Sunday, August 2, 2009
Friday, August 2008:
Around two weeks back, about 12 members of the Bhutan Dragons Motorcycle Club made their first official ride to steer in the New Year. They set the tropical climes and plains of Gelephu in southern Bhutan as their chosen destination. The objective was rather simple; ride the weekend to Gelephu, distribute the shawls, blankets, robes and other assorted gifts to eighteen little monks aged between seven – fifteen at the Khaduyangtse Gyemba and ride back to Thimphu the next day.
You see, these bikers are unlike anything you’d ever expect from a stereotypical motor-head. They had to get back to their work stations the following Monday.
Sitting in his office, one of the four founding members, Pale-Rider, looked visibly pleased and sounded passionate recalling the journey, “before we arranged the trip we identified the monastery and the poor monks studying there as the beneficiaries of whatever little contributions we could make.” He said, “Every ride is in effect a little help.”
During the club’s final 2008 ride they did something similar, identifying a monastery that housed orphaned boys turned monks in Paro. On that occasion, the monks were handed warm red jackets for the coming winter.
The club also intends to raise social awareness of the minimal conditions in which they find children, monks, monasteries, community schools and the socio-economically disadvantaged lot. The monastery in Gelephu, Pale-Rider said, was “lacking in basic sanitation, sewerage pipes along with clothing and daily rations.”
Unable to resist the reactions of a welcoming party of a bunch of innocent little monks for some rather unconventional guests dressed in leather and perched on roaring 500cc Royal Enfield Bullets, I had to ask, “What was it like?” He said the reactions were rather curious, with a little fright thrown in for good measure. The scared little faces were soon replaced with broad smiles as the gifts were presented. The two footballs were the highlights. They now had something proper to kick around the temple grounds.
The club rode back the next day, without any mishaps and with a lot of joy at a journey well rounded. He said the roads were in good shape and well maintained.
Recalling the sights and sounds of the changing landscapes, the orange harvests and the pastoral life and the really mean and green colored houses along the route had Pale-Rider breaking in jolly remembrance.
Recollecting the events in the environs of a corporate office made it even more poetic.

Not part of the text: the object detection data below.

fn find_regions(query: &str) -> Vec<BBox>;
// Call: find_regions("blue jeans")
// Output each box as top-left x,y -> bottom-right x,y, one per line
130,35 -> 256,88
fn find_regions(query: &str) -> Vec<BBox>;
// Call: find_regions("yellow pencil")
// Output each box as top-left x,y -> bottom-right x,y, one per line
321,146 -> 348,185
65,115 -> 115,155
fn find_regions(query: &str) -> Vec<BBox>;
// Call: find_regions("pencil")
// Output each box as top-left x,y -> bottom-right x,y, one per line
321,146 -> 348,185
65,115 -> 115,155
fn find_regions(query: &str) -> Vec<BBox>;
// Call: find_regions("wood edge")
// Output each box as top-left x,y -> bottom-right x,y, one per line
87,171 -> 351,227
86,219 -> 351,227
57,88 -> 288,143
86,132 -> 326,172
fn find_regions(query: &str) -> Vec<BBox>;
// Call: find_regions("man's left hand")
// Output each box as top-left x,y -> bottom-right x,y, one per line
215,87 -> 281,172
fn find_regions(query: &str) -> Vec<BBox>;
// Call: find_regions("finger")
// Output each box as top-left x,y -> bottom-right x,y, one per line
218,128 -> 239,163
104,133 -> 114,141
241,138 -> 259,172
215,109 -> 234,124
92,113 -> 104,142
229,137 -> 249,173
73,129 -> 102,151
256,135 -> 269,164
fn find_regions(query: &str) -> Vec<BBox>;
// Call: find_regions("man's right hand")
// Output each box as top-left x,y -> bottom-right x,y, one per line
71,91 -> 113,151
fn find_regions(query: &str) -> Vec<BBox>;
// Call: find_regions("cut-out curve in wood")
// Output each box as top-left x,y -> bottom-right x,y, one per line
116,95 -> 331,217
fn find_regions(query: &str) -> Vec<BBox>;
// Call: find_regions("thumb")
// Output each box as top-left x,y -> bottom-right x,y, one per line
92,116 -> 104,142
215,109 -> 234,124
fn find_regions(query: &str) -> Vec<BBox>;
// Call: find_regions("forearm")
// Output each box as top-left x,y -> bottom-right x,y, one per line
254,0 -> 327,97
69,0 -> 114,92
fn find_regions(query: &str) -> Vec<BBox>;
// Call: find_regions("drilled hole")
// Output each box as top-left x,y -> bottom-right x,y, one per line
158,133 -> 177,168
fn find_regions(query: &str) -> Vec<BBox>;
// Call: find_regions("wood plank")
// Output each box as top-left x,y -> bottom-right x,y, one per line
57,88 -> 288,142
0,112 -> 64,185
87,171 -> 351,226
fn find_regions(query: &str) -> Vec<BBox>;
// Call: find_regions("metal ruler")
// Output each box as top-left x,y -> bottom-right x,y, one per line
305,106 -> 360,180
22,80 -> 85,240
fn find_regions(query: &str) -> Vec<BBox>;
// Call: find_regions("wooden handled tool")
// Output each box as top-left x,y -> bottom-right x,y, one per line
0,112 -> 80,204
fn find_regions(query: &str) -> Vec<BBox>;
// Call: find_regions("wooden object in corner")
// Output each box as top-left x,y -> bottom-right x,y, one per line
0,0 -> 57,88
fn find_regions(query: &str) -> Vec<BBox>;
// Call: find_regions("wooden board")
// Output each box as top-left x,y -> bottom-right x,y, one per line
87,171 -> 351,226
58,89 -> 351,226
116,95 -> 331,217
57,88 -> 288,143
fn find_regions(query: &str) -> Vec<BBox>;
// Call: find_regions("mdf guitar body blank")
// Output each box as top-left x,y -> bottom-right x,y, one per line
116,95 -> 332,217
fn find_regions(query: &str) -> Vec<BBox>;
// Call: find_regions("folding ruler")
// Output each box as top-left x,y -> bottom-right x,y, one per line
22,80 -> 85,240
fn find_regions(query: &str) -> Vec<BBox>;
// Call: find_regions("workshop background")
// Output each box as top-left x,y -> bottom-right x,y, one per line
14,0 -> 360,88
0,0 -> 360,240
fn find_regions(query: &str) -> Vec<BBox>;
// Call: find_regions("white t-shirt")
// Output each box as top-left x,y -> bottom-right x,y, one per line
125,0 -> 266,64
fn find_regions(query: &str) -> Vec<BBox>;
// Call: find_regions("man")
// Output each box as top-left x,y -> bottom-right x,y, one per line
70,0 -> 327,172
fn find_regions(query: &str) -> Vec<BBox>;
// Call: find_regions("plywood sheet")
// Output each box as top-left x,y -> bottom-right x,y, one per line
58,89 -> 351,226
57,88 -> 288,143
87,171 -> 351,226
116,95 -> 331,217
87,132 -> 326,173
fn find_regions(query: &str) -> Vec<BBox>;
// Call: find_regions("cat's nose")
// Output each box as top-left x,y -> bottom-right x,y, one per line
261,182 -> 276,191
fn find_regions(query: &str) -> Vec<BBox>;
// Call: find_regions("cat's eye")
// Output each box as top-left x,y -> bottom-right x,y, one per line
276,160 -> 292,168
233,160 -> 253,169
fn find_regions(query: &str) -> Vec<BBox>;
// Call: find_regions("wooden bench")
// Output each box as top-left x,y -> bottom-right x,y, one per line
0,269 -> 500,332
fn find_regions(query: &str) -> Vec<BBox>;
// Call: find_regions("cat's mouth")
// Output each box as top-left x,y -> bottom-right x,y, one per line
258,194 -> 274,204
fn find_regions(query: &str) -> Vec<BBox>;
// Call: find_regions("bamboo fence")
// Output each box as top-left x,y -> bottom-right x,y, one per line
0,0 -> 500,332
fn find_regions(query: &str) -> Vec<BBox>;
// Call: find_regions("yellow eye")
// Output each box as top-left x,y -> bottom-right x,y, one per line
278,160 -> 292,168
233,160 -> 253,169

Then came the bombshell, one of the club’s members, Jamtsho is to look after the education of a little girl. The club and Jamtsho’s attention had been drawn from a Kuensel story in Zhemgang titled, “Wedded to Violence”.
The little girl is paying the price for her parents’ violent-domestic life. When last contacted, Pale-Rider said the procedure involved too many legal complications, further compounded by the alcoholic father’s stubbornness, now in prison.
They are still figuring out how best the five-year-old girl can be helped. This is what sets apart the Bhutan Dragons Motorcycle Club; every journey is a helping hand steering to aid someone…somewhere.